E então olha à sua volta e vislumbra altas montanhas cobertas de neve, com o topo envolvido em misteriosas nuvens. O céu está escuro, carregado, prestes a rebentar em trovões e relâmpagos. Um estrondo ribomba, estremecendo as entranhas da Terra, e chuva gelada e cortante começa a cair. Mas Shibolet está mergulhado numa atmosfera de calor sufocantemente macio, e o quente vence finalmente o frio.
De repente Wicca mergulha e não volta à superfície. Preocupado e em pânico, Shibolet vai ao fundo. Sente que lhe puxam a perna e por momentos hesita: deverei resistir e emergir para a vida ou deixar-me ir e furar para a morte, em busca de um novo mundo? Invadido pelo desejo do desconhecido, mas preparado para o pior, deixa que o fundo o leve. Fechando os olhos com força vê o universo de estrelas brilhantes à sua frente, estrelas que progressivamente se apagam até o breu dominar.
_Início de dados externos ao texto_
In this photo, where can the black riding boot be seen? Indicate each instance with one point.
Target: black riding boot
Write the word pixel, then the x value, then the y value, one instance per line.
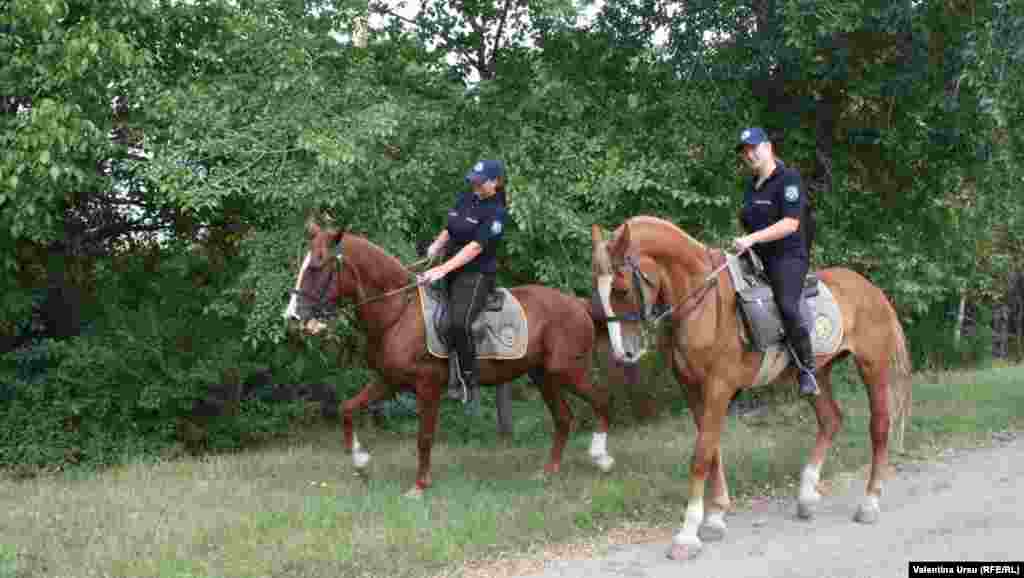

Com as pálpebras doridas, abrindo primeiro o olho esquerdo e depois o direito, Shibolet ouve a voz de Wicca a chamá-lo. Um cheiro a mar sobe-lhe pelas narinas, lembrando-lhe a sua casa e a sua família no Pólo Norte, e acolhedores raios de sol acordam-no de vez. Recortada pela luz solar Wicca estava à sua frente.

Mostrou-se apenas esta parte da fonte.